L’aquaponie, un atout pour la France : focus sur un mode de production innovant, durable, propre et rentable

Aquaponie

De loin, il semble que les techniques de l’aquaculture en eau douce, et plus particulièrement le modèle de l’aquaponie, s’imposeront comme une évidence aux entrepreneurs et aux pouvoirs publics dans les années à venir.

Mode de production rentable, court, économique et écologique, qui demande à être adopté et encouragé en France. L’aquaponie consiste a intégrer dans un circuit fermé l’élevage de poissons d’eau douce avec des plantes fruitières ou maraîchères. Le procédé est simple : les poissons sont nourris avec des granules végétales, leurs déjections sont absorbées et transformées de façon naturelle par des bactéries afin de les rendre consommables par les racines des plantes ce qui purifie l’eau. Ce système complexe et intégré représente l’avenir de la production aquacole d’eau douce mais aussi d’une nouvelle forme d’agriculture. La viabilité de cette production a déjà été démontrée, notamment par une société suisse, Urban Farmers (à consulter ici : http://urbanfarmers.com/intro/), implantée à Zurich, qui vit de cette production. Ses produits sont d’une qualité suffisante pour servir dans la restauration gastronomique. L’installation du reste, est totalement compatible avec le milieu urbain et peut donc être au plus près des consommateurs en travaillant avec les réseaux de distribution les plus proches.

Adopter et adapter ce modèle en France, c’est fournir un outil économique & écologique innovant et autonome à nos entrepreneurs ; le promouvoir à l’étranger, au travers des volets “agricole” et “urbain” des projets de développement financés par notre action internationale, c’est encourager un modèle sain et rentable pour des populations du Sud, victimes d’un système commercial asymétrique, en proie au mal-développement et particulièrement menacées par les catastrophes environnementales.

Auparavant l’on savait que pour produire 1 kilo de poisson, il fallait fournir un volume de 100 m3 d’eau. Aujourd’hui le secteur de l’aquaculture connaît une petite révolution : les techniques de l’aquaponie permettent de réduire cette quantité d’eau à 7 m3 ! Une trouvaille française : c’est au centre d’étude de Sizain en Bretagne de l’INRA, qui conduit des recherches visant à réduire la consommation en eau, qu’a été expérimenté la viabilité du premier système aquaponique en laboratoire. Ils ont pu passer d’un besoin de 100 mètres cubes d’eau pour produire un kilo de poisson, à un besoin de 7 mètres cube d’eau. Grâce à ce système dit de redistribution de l’eau, ce mode de production permet de régler le problème de la pollution de l’eau -inhérent aux autres modèles utilisés pour l’aquaculture-, puisque celle-ci est entièrement nettoyée par les bactéries du système. En plus de présenter des coûts qui n’ont jamais été aussi peu élevés dans cet filière.

Ainsi en pratiquant l’aquaponie, les entrepreneurs non seulement sont assurés de faire d’énormes économies d’eau mais aussi, grâce à la qualité des nutriments et l’absence de saisons, d’une productivité 4 à 5 fois supérieure à la culture en pleine terre. Après deux ans d’exploitation, la ferme commence déjà à être rentable (modèle zurichois) et s’intègre parfaitement en milieu urbain !

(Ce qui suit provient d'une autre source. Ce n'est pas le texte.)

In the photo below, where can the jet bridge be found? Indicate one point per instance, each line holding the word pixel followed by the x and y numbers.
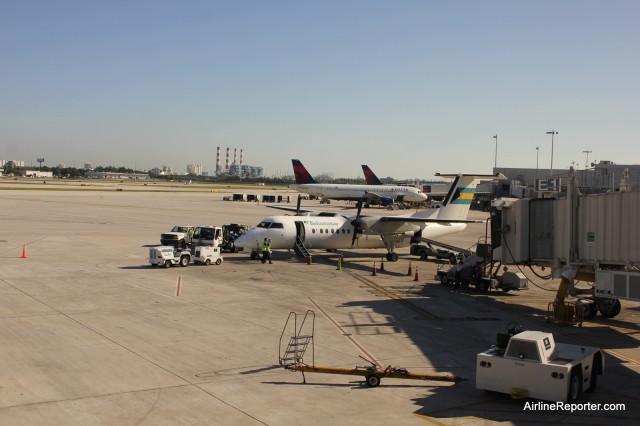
pixel 594 238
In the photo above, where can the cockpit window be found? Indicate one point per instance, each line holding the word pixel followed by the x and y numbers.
pixel 270 225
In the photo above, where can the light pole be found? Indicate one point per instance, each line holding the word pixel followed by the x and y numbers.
pixel 552 132
pixel 586 164
pixel 495 161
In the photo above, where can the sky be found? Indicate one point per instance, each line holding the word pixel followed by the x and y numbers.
pixel 409 87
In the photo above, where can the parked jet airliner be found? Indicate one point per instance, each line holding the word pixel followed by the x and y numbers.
pixel 371 194
pixel 332 231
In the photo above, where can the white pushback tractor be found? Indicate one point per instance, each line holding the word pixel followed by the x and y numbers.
pixel 168 256
pixel 530 364
pixel 207 255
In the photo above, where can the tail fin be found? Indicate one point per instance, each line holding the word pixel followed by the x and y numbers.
pixel 458 200
pixel 369 176
pixel 301 173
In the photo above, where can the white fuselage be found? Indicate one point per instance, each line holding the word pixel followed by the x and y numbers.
pixel 356 192
pixel 331 232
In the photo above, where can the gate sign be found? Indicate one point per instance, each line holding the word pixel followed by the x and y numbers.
pixel 548 185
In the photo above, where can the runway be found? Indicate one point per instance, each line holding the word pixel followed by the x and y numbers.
pixel 91 335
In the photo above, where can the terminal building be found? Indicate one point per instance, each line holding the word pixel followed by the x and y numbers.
pixel 605 176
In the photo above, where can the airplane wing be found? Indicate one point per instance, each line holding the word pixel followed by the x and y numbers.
pixel 396 219
pixel 292 209
pixel 388 225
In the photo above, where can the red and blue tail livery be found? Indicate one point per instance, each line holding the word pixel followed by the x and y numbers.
pixel 369 176
pixel 301 173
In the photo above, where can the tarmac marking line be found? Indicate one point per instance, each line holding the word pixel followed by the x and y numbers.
pixel 393 295
pixel 349 337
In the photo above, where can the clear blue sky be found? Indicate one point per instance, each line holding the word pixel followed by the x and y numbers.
pixel 409 87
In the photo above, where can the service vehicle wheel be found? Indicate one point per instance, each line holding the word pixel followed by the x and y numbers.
pixel 373 380
pixel 574 384
pixel 611 310
pixel 595 367
pixel 589 310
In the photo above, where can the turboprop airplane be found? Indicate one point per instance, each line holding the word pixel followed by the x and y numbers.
pixel 369 194
pixel 334 231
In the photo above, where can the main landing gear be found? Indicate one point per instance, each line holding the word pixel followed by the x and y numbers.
pixel 392 256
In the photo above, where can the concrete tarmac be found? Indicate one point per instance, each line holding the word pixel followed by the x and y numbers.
pixel 91 335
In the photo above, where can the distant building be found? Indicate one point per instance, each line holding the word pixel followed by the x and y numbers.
pixel 604 176
pixel 12 163
pixel 38 174
pixel 194 169
pixel 245 170
pixel 109 175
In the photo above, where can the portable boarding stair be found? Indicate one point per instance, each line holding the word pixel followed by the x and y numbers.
pixel 291 355
pixel 301 329
pixel 300 249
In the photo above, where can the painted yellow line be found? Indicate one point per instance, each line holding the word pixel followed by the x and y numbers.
pixel 393 295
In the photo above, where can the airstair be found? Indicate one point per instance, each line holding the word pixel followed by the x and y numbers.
pixel 300 249
pixel 300 329
pixel 292 350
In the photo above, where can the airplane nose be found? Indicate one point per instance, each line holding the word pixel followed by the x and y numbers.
pixel 245 240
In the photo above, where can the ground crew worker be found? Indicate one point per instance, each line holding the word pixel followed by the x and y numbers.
pixel 266 250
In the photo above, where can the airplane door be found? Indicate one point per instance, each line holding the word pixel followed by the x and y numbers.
pixel 300 231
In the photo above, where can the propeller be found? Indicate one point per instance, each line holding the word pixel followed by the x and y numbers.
pixel 357 223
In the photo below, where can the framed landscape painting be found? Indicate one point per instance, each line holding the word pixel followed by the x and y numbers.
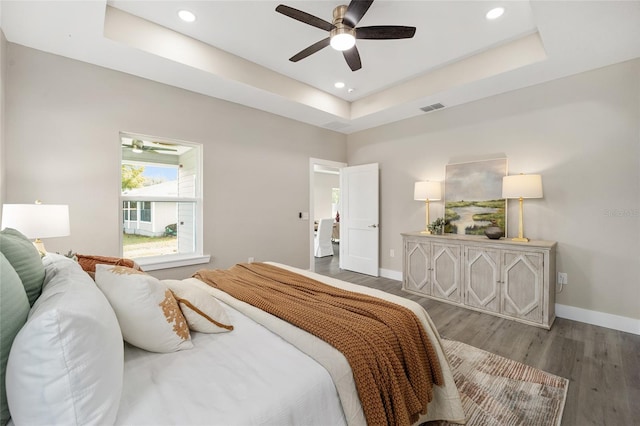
pixel 473 196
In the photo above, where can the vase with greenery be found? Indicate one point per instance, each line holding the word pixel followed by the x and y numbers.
pixel 437 226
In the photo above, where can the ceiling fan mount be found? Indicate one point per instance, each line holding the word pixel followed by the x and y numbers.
pixel 343 32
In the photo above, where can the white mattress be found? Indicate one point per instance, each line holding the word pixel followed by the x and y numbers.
pixel 248 376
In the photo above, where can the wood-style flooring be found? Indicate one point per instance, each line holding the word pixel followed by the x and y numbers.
pixel 603 365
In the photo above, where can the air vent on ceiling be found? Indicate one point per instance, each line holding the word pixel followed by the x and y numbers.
pixel 433 107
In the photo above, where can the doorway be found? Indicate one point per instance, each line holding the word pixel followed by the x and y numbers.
pixel 324 202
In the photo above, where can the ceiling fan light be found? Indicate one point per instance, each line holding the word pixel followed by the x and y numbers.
pixel 343 41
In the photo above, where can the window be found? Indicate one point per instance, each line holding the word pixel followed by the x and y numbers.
pixel 161 187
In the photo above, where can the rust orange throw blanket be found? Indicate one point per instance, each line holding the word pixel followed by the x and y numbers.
pixel 393 362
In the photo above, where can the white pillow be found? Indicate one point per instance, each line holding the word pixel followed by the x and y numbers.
pixel 203 311
pixel 66 364
pixel 149 315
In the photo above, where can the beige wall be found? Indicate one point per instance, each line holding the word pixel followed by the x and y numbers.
pixel 323 184
pixel 582 133
pixel 63 119
pixel 3 66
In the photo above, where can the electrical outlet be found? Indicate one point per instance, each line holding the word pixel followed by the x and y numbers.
pixel 563 278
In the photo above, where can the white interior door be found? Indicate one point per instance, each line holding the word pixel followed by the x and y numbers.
pixel 359 219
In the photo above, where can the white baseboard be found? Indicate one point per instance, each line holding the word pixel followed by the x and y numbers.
pixel 602 319
pixel 393 275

Aquaculture et aquaponie sont les deux nageoires d’une France souveraine qui fera un pas de plus vers sa souveraineté alimentaire, il est impératif de ne pas rater cette opportunité qui représente pour la planète et l’économie française une notable amélioration en plus de récupérer la maîtrise de notre destin collectif sur une part importante des produits qui se trouvent dans nos assiettes. Pour paraphraser le grand leader burkinabé Thomas Sankara, le mondialisme commence d’abord et avant tout dans nos assiettes. A nous de trouver les alternatives pour l’en bannir.